In comparison with the developed semantic-based vision systems [19,20,21,22,23,24,25,26], the authors employed deep learning using vision camera sensors to build a semantic navigation map for robot systems, with a reasonable classification accuracy, where the average classification environments/objects were equal to (4–8) classes, with a reasonable classification accuracy (average classification accuracy of 83%). However, these architectures require powerful GPUs, large memories, and huge datasets, which make these solutions difficult to deploy on low-power devices.

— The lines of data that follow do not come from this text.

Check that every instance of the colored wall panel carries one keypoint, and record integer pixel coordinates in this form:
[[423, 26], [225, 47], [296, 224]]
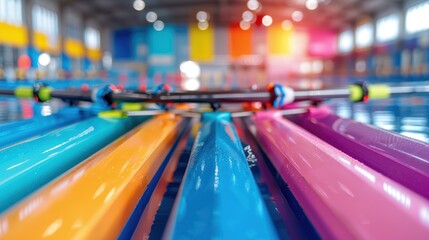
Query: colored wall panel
[[74, 48], [182, 43], [222, 41], [299, 43], [279, 40], [161, 52], [259, 39], [93, 54], [122, 48], [42, 43], [240, 41], [322, 43], [13, 35], [201, 47], [161, 42]]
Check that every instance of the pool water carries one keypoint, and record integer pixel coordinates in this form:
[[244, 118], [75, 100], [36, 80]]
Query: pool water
[[405, 115]]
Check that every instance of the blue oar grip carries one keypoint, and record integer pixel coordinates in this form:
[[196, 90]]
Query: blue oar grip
[[283, 95]]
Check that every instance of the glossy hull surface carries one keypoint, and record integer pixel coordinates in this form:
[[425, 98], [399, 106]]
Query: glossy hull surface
[[403, 159], [29, 165], [219, 198], [17, 131], [95, 199], [342, 197]]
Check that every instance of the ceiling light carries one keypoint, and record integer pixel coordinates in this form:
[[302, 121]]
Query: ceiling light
[[158, 25], [311, 4], [202, 16], [267, 20], [287, 25], [138, 5], [190, 69], [247, 16], [151, 16], [244, 25], [297, 16], [253, 5], [44, 59], [203, 25]]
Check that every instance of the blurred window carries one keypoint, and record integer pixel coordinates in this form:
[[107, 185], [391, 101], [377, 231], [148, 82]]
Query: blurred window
[[416, 18], [388, 28], [364, 35], [46, 21], [345, 41], [11, 11], [92, 38]]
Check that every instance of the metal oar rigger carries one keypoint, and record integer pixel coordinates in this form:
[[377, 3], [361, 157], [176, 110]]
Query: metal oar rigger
[[275, 95]]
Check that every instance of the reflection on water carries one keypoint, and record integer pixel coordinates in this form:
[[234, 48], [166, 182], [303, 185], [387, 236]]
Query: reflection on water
[[404, 115], [12, 108]]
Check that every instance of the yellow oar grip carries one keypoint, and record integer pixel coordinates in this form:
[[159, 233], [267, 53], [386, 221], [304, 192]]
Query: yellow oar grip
[[24, 92], [374, 92], [126, 106], [356, 93], [112, 114], [378, 91]]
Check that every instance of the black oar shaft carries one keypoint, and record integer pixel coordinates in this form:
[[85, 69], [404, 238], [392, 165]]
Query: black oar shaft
[[195, 97], [8, 92]]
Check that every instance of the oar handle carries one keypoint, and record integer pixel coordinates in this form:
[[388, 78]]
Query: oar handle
[[363, 92]]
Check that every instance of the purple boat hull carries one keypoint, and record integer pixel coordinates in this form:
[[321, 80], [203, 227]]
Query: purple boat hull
[[400, 158], [343, 198]]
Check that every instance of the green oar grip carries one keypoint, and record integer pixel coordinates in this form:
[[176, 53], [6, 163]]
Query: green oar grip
[[374, 92], [24, 92], [44, 94]]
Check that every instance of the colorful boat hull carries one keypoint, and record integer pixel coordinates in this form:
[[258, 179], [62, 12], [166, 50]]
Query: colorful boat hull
[[20, 130], [219, 197], [400, 158], [27, 166], [102, 191], [342, 197]]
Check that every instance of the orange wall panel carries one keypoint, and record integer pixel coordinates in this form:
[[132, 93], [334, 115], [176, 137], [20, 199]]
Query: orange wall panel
[[240, 41]]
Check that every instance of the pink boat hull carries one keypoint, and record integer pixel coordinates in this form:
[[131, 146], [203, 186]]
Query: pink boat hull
[[342, 197]]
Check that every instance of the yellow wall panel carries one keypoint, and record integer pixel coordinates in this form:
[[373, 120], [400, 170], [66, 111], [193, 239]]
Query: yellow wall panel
[[201, 44], [13, 35], [279, 40], [74, 48]]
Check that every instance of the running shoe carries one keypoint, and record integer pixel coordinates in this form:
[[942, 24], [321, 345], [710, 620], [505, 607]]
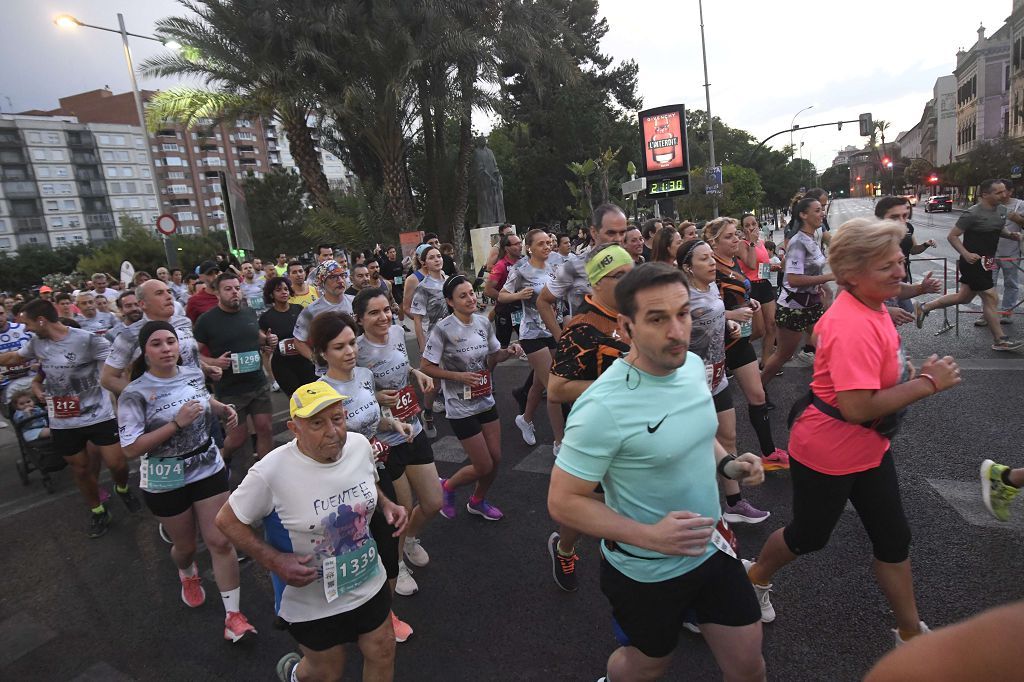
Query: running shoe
[[743, 512], [98, 523], [448, 502], [919, 314], [415, 552], [899, 640], [428, 424], [192, 591], [406, 584], [237, 627], [287, 665], [131, 502], [994, 493], [485, 510], [777, 461], [402, 630], [763, 593], [1007, 344], [526, 428], [562, 567]]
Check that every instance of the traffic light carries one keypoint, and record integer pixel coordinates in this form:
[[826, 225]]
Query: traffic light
[[866, 125]]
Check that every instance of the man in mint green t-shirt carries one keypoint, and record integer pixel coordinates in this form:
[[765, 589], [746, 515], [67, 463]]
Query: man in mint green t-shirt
[[645, 430]]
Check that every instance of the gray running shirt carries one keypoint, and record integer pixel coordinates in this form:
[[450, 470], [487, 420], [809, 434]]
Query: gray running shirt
[[459, 347], [125, 348], [71, 367], [803, 257], [428, 300], [101, 323], [389, 365], [522, 275], [708, 334], [150, 402]]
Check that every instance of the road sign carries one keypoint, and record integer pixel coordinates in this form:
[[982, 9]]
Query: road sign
[[634, 186], [167, 224]]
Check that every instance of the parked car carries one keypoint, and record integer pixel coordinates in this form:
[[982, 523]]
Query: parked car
[[939, 203]]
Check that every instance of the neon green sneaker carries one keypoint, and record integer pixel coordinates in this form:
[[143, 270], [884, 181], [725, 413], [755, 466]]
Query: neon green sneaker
[[994, 493]]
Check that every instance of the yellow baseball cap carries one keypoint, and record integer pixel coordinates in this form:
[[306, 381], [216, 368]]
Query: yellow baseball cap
[[308, 399]]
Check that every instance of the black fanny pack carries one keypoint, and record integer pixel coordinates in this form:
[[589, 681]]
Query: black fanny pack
[[887, 426]]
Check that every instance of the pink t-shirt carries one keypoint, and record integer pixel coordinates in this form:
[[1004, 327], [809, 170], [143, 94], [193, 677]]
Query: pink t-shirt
[[857, 349]]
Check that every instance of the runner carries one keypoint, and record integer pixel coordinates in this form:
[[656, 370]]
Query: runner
[[462, 351], [229, 336], [981, 226], [80, 411], [165, 416], [289, 369], [741, 359], [708, 340], [840, 442], [655, 454], [316, 495], [332, 337], [524, 283], [800, 301], [410, 465], [588, 346]]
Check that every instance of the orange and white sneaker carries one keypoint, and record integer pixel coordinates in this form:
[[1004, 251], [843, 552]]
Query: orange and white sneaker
[[777, 461], [402, 630], [192, 591], [237, 627]]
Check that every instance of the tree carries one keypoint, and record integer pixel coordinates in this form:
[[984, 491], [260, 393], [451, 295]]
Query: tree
[[276, 212]]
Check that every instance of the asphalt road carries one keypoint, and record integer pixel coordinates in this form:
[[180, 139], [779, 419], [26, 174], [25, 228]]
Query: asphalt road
[[487, 609]]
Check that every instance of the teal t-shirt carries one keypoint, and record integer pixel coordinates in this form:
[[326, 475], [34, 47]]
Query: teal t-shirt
[[649, 441]]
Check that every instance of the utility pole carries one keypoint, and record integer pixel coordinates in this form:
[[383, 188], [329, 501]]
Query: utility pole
[[711, 125]]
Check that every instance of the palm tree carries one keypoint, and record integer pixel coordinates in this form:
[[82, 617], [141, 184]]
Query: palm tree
[[250, 56]]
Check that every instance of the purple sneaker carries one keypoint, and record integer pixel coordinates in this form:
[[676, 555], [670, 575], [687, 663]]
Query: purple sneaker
[[448, 501], [484, 509]]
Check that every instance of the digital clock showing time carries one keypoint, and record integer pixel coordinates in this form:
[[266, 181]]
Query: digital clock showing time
[[668, 186]]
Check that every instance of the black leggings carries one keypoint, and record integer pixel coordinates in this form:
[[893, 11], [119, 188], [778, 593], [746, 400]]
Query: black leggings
[[818, 501]]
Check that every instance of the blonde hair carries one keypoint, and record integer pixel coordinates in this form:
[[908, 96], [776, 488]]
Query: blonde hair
[[858, 243], [715, 227]]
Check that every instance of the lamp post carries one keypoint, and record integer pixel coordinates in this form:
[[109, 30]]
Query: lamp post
[[69, 22]]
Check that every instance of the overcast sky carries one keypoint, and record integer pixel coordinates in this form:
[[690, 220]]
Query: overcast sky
[[766, 59]]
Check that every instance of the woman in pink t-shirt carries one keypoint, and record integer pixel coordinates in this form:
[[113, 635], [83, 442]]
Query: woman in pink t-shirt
[[836, 454]]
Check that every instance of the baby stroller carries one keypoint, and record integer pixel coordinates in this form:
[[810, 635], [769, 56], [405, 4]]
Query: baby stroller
[[36, 455]]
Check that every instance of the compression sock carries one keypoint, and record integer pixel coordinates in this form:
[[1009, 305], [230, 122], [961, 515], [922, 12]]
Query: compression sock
[[762, 427], [231, 599]]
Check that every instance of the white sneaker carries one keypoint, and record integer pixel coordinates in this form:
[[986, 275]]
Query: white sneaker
[[406, 584], [763, 592], [415, 552], [526, 428], [899, 640]]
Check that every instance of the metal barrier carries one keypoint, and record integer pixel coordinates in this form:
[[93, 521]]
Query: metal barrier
[[1016, 305]]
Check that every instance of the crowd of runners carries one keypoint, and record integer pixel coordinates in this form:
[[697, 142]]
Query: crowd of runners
[[643, 330]]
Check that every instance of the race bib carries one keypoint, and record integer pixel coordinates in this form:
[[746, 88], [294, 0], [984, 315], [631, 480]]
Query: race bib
[[480, 389], [162, 473], [724, 539], [347, 571], [64, 407], [288, 347], [408, 406], [246, 361]]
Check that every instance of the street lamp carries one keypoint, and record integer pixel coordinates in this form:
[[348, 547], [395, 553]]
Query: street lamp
[[69, 22], [793, 126]]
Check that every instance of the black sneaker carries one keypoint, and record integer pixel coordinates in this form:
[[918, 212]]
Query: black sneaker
[[131, 502], [562, 567], [99, 523]]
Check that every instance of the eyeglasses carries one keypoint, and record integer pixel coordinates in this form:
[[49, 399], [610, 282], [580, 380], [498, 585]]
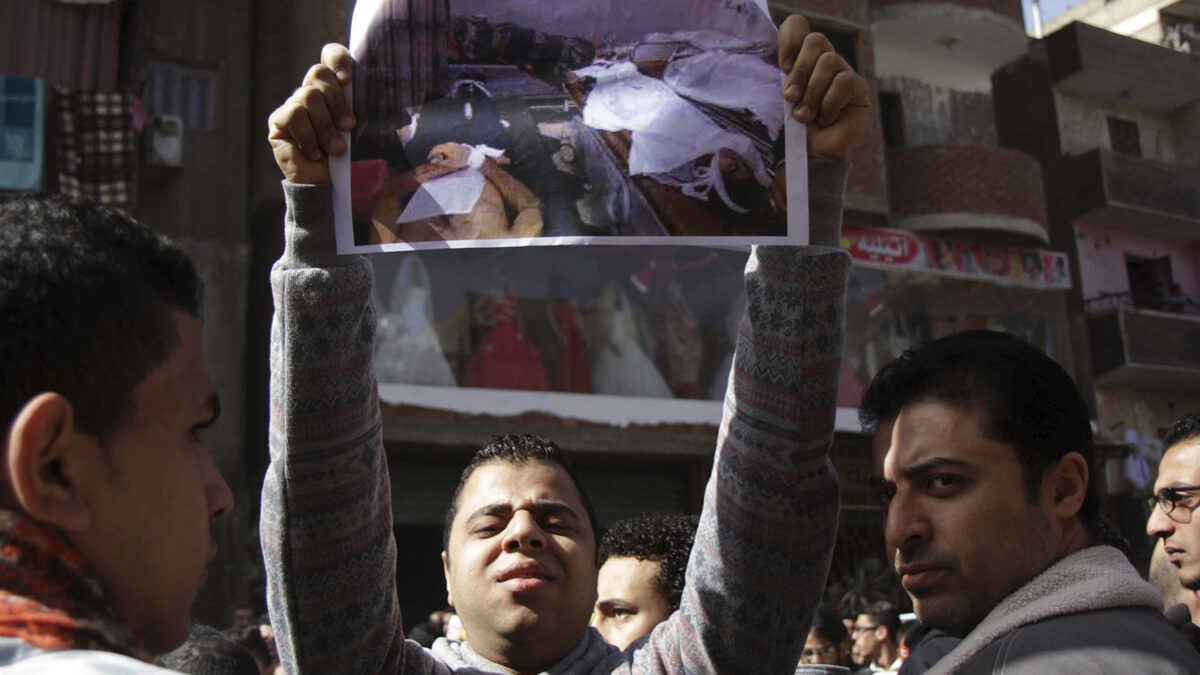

In fact, we were unable to compare the results we obtained in this study with the results of other researchers’ work in this field due to a number of factors, the most important of which is the lack of a general dataset with which we can compare the results, as well as a different research structure. This research tried to rely on low-power, high-performance navigation systems, which do not currently exist in the field.

Furthermore, the results obtained in this paper, which showed that the SVM algorithm is superior to the other employed algorithms, are due to several factors, the most important of which is the nature of the data used, which is somewhat separated from each other, making it easier for the algorithm to classify with high accuracy.

7. Conclusions

In this research, we effectively improved the ability of a robot to achieve a broader understanding of the environment surrounding it by distinguishing four areas in which the robot may be located, which are rooms, corridors, doorways, and halls. The developed system was built on a low-power and high-performance navigation approach to label the 2D LiDAR room maps for better and more effective semantic robot navigation. Although many ML algorithms were used in distinguishing the collected data from the RPLiDAR A1 sensor, we found that the support vector machine algorithm achieved the highest accuracy in both the training and testing phases.

Further semantic information—through adopting additional range-finder sensors, building a large enough indoor dataset with more environment classes, and investigating more ML algorithms—will be important directions in future work.